Similarly, in Keith v. Polier, 109 N.C. App. 94, 425 S.E.2d 723 (1993), plaintiff objected to the admissibility of certain statements made by a driver at the scene of an accident. The driver had died sometime after the accident, unrelated to any injuries suffered at the scene. The court of appeals found that the statements were admissible, simply because they were contained within the accident report, and the report was admissible as a record of regularly conducted activity. The court said:
By plaintiff's first assignment of error, she contends that the trial judge erred in admitting the testimony of Officer Simmons concerning statements made by the decedent, Patrick John Ray at the scene of the accident. She argues that the testimony of Officer Simmons was offered “for the truth of the matter asserted” and was therefore inadmissible hearsay pursuant to N.C. Gen. Stat. § 8C-1, Rule 802 of the Rules of Evidence. Defendant asserts in response that Officer Simmons’ investigative report was admissible pursuant to N.C. Gen. Stat. § 8C-1, Rule 803(6) of the North Carolina Rules of Evidence as a record of regularly conducted activity and Rule 803(8) as a public record and report. We agree.
A trooper’s conclusions about that cause of a crash may be based on his interviews with the participants, and the statements made by such persons are properly considered a part of his report.

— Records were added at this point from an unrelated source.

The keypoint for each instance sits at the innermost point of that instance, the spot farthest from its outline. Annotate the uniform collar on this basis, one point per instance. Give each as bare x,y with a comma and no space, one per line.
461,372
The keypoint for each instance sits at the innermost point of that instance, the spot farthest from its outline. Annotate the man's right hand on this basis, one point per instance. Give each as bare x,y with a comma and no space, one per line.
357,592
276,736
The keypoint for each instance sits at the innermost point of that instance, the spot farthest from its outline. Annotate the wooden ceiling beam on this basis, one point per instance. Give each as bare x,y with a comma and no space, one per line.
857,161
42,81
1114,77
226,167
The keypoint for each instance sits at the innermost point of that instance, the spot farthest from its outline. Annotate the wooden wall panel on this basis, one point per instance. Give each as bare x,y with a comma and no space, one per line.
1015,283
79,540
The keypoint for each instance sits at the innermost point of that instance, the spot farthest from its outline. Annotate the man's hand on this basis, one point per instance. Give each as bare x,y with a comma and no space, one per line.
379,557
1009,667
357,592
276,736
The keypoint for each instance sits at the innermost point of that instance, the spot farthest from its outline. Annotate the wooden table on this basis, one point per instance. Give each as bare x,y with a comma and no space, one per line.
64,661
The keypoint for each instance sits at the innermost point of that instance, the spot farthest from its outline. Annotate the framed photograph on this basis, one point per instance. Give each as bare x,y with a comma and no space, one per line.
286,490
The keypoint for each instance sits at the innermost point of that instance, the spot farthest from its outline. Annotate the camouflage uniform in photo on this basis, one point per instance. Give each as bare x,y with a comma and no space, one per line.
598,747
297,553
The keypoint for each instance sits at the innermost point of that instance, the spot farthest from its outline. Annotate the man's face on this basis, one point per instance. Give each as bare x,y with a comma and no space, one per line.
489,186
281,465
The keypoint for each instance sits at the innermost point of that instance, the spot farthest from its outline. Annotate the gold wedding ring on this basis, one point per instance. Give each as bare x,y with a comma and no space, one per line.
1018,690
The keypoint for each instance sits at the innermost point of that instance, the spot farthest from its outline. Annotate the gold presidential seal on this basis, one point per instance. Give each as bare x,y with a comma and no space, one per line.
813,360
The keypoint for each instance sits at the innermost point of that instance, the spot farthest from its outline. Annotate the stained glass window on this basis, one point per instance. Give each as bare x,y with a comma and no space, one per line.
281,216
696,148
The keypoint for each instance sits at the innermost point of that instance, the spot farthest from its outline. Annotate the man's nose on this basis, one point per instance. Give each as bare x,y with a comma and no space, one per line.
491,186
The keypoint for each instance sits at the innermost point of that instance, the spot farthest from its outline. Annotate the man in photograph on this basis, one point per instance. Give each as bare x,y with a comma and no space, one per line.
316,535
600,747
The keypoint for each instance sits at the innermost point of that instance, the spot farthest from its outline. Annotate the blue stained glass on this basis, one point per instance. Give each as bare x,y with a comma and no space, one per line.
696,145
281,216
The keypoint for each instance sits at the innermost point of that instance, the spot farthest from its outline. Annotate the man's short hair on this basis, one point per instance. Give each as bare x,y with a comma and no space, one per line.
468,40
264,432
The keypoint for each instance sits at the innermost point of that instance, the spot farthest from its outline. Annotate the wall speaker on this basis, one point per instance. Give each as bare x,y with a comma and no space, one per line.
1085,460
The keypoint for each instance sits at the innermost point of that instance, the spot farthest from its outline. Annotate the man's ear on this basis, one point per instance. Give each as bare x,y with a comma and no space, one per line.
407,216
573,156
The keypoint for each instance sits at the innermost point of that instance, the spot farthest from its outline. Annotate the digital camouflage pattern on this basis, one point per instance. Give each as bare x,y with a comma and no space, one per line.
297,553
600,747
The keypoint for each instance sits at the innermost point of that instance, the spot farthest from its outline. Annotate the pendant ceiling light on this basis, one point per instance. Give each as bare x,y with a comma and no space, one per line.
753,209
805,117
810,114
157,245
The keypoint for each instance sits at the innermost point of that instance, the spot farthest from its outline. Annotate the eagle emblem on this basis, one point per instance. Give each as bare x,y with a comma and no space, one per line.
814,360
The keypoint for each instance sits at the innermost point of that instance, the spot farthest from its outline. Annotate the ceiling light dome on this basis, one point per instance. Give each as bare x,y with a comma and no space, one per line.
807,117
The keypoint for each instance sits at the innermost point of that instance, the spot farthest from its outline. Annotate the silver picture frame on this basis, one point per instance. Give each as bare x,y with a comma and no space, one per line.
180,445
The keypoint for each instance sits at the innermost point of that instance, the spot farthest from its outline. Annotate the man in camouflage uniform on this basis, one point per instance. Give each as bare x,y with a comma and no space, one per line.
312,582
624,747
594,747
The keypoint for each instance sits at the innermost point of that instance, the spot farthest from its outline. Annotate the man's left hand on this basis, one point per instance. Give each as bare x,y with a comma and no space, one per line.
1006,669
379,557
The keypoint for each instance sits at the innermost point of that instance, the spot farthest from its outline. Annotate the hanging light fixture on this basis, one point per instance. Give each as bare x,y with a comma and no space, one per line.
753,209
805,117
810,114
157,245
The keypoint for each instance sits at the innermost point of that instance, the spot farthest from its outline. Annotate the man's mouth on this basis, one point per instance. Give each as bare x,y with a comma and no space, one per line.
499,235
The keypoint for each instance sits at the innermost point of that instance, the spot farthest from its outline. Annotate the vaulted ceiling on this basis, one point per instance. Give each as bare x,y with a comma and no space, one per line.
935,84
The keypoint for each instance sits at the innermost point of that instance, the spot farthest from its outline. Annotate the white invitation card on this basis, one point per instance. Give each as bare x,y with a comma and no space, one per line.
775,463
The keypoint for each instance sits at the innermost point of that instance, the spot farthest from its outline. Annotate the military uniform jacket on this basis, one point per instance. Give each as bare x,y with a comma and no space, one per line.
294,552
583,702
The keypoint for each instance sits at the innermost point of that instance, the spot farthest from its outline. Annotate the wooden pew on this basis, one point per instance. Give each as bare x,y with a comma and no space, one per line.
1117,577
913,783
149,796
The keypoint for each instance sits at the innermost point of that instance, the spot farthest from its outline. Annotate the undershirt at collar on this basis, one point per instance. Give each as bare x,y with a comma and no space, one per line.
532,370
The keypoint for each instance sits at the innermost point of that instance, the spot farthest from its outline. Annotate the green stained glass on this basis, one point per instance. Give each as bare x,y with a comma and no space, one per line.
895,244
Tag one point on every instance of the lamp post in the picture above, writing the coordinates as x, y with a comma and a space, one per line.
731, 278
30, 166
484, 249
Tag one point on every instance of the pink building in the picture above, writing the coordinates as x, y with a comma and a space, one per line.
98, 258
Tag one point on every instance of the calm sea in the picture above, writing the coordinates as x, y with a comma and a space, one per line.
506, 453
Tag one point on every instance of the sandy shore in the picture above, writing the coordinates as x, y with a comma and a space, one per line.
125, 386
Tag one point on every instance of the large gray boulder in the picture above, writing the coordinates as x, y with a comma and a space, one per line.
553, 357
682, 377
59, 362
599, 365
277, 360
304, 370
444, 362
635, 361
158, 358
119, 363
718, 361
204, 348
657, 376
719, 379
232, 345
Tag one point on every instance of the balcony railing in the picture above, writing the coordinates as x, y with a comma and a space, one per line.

It is well-settled that a witness’ prior consistent statements are admissible to corroborate the witness' sworn trial testimony. State v. Harrison, 328 N.C. 678, 681, 403 S.E. 2d 301,303 (1991); State v. Magraw, 137 N.C. App. 726, 529 S.E.2d 493 (2000). Corroborative evidence by definition tends to “strengthen, confirm, or make more certain the testimony of another witness.” State v. Adams, 331 N.C. 317, 328-29, 416 S.E.2d 380, 386 (1992). Corroborative evidence need not mirror the testimony it seeks to corroborate, and may include new or additional information as long as the new information tends to strengthen or add credibility to the testimony it corroborates. State v. Petty, 132 N.C. App. 453, 458, 512 S.E.2d 428, 432 (1999).
Under both arguments an attorney should not have an issue with getting a police report admitted into evidence.